En général, la première raison mise en avant pour le passage à la gratuité concerne la réduction de la part modale de la voiture, et les nuisances qui y sont associées - pollution et congestion. Pourtant, et même si peu d'études précises sont disponibles, on constate souvent que, en pratique, la part modale de la voiture individuelle baisse très peu.
À Châteauroux, où nous avons un recul de 17 ans, le report modal de la voiture individuelle vers les transports collectifs a été très faible - entre 1 et 2 points. Si la fréquentation sur le réseau a été multipliée par trois, c'est essentiellement en raison du report des personnes qui pratiquaient la marche à pied ou le vélo, et de l'intensification des voyages des personnes qui utilisaient déjà les transports en commun. Il faut tout de même noter que la congestion n'est pas un problème majeur à Châteauroux.
D'après les premiers éléments dont nous disposons, il semblerait que le critère économique n'incite pas particulièrement les gens à renoncer à l'usage de la voiture. Certains doivent renoncer à prendre les transports en commun pour des raisons économiques, mais ces personnes n'utilisent pas non plus de voiture, dont l'usage revient de toute façon plus cher encore. Les automobilistes mettent en avant la praticité et le confort de la voiture individuelle, en particulier lorsqu'ils ont des personnes ou des charges à transporter, ou que leurs horaires ne sont pas réguliers. Parmi les critères qui incitent les automobilistes à changer leurs pratiques, on compte les contraintes de circulation et le durcissement de la politique de stationnement. L'amélioration de l'offre de transports peut également jouer un rôle non négligeable dans le report modal vers les transports collectifs : lorsque l'on sort le soir pour aller au spectacle ou au restaurant, on veut être sûr d'avoir une solution de retour sans être pour autant certain de l'heure de fin de soirée. Donc, sans idéologie aucune et en restant pragmatique, la gratuité des transports n'incite pas au report modal de la voiture individuelle vers les transports collectifs.
Par ailleurs, pour avoir sondé les associations d'usagers de la plupart des réseaux que nous gérons, la première demande concerne l'amélioration de l'offre et de service, bien avant la gratuité.

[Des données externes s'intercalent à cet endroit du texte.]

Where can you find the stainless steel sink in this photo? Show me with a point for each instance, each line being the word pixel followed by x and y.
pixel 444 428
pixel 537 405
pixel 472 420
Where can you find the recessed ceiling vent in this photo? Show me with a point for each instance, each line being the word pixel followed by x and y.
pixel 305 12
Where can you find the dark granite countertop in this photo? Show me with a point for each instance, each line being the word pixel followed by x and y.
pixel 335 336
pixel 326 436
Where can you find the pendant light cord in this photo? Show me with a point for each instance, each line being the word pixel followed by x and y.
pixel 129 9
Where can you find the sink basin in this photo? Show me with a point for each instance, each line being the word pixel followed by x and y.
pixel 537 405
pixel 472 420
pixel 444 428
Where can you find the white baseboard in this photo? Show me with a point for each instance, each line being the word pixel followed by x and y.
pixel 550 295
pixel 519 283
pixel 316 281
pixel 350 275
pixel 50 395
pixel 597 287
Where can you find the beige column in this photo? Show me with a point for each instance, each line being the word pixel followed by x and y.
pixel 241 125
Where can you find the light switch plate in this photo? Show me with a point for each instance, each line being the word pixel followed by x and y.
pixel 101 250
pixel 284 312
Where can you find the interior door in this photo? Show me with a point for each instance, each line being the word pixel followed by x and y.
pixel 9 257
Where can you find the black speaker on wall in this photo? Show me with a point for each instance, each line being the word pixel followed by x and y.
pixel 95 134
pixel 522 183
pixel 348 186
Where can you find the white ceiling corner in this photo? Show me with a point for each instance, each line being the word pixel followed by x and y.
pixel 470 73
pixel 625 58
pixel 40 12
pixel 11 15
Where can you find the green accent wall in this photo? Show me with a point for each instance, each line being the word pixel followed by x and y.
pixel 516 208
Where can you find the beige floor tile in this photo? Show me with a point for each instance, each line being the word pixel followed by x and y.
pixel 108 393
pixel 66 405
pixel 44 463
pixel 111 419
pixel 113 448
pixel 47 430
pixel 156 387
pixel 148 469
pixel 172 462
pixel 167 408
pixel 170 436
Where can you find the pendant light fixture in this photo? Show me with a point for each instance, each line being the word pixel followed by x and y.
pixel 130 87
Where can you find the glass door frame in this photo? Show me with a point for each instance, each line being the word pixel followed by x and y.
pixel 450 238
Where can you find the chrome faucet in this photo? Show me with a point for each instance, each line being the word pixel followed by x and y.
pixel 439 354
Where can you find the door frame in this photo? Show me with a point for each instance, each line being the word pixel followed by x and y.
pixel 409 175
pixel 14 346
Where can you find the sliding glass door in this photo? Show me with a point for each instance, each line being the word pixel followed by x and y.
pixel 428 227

Lorsque les réseaux sont saturés, comme c'est le cas dans la plupart des métropoles, les usagers attendent plus de capacité ; dans les plus petites agglomérations, la demande porte sur une extension du service le week-end, notamment le dimanche, jour où il n'existe parfois aucun transport en commun. Parfois, on nous demande également d'améliorer la sécurité.

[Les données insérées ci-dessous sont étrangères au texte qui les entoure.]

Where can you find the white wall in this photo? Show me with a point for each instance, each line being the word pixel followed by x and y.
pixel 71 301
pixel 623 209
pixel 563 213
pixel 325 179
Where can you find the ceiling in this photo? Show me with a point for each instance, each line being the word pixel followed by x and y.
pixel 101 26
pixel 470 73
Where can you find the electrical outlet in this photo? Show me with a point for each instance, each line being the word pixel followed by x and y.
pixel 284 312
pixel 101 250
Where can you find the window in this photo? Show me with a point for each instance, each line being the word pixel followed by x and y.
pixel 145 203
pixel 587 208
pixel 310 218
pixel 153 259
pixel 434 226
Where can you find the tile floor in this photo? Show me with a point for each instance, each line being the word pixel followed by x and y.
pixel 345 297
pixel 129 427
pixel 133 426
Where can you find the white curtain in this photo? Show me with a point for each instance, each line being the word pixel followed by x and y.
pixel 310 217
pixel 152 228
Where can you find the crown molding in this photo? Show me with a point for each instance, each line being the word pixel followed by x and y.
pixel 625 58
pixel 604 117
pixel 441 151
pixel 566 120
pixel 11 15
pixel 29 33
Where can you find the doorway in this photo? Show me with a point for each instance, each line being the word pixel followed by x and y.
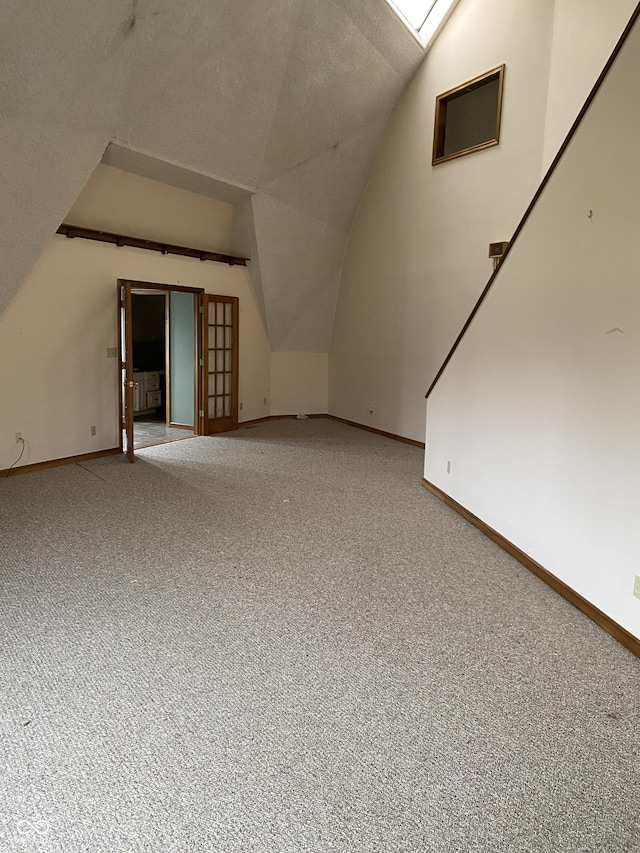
pixel 179 363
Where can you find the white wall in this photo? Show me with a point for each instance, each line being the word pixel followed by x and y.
pixel 56 380
pixel 121 202
pixel 416 259
pixel 584 35
pixel 55 333
pixel 539 409
pixel 299 383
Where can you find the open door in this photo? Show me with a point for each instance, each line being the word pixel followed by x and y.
pixel 220 322
pixel 126 363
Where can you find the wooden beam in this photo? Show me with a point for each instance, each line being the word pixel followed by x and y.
pixel 72 231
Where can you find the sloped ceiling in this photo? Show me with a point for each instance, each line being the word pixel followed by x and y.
pixel 275 105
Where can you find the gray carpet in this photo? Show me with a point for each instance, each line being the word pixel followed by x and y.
pixel 276 640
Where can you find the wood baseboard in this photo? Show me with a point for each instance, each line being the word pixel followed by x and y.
pixel 55 463
pixel 339 420
pixel 268 418
pixel 594 613
pixel 392 435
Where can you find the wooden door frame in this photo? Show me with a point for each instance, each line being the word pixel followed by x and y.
pixel 230 422
pixel 198 414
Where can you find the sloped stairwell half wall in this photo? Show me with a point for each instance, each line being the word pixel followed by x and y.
pixel 534 424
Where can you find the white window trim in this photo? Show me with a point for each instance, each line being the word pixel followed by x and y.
pixel 434 22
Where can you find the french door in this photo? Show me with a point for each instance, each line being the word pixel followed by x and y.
pixel 220 322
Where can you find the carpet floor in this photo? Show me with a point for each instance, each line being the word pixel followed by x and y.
pixel 276 640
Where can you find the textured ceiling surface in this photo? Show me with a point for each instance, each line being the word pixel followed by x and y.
pixel 274 105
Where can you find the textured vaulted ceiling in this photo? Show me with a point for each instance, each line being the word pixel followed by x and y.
pixel 275 105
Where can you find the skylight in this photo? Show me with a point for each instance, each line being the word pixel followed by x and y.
pixel 423 17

Certains disent que la gratuité est un acte de justice sociale. Nous pensons que le transport public est, en soit, un élément d'équité. En effet, c'est un service public onéreux, financé en grande partie par les collectivités, et qui est accessible à tous à un prix raisonnable. Il faut savoir qu'en France, l'usager ne paie que 32 % du coût de fonctionnement des transports, et cette part descend à 20 % si l'on intègre les coûts d'investissement. Lorsque l'on connaît la diversité du réseau, en particulier dans les grandes agglomérations, qui ont des lignes de bus, de métro, de tramway, voire de funiculaire ou de téléphérique, le coût payé par l'usager paraît raisonnable. En tant qu'opérateur, nous considérons que la gratuité revient à se priver de recettes, et donc à pénaliser ceux qui ont peu de moyens. Pour vous donner un ordre d'idée, les recettes de billettique de Keolis s'élèvent à 630 millions d'euros en 2018, ce qui représente plus de la moitié du chiffre d'affaires total. À Lyon, le chiffre d'affaires s'élève à 245 millions, à Lille, 96 millions. Pour nous, la justice sociale passe donc plus par une tarification solidaire, qui consiste à moduler le prix d'un abonnement en fonction des revenus du foyer - sur la base du quotient familial -, que par la gratuité. J'en profite pour rappeler que le quotient familial tel que défini par les allocations familiales ne correspond pas à celui déterminé par l'administration fiscale. Or, la tarification solidaire se fonde sur le premier, mais la moitié des bénéficiaires potentiels ne sont pas connus des caisses d'allocations familiales : il faudrait trouver une solution pour améliorer cette situation, de façon à être le plus équitable possible sans pour autant se priver de recettes.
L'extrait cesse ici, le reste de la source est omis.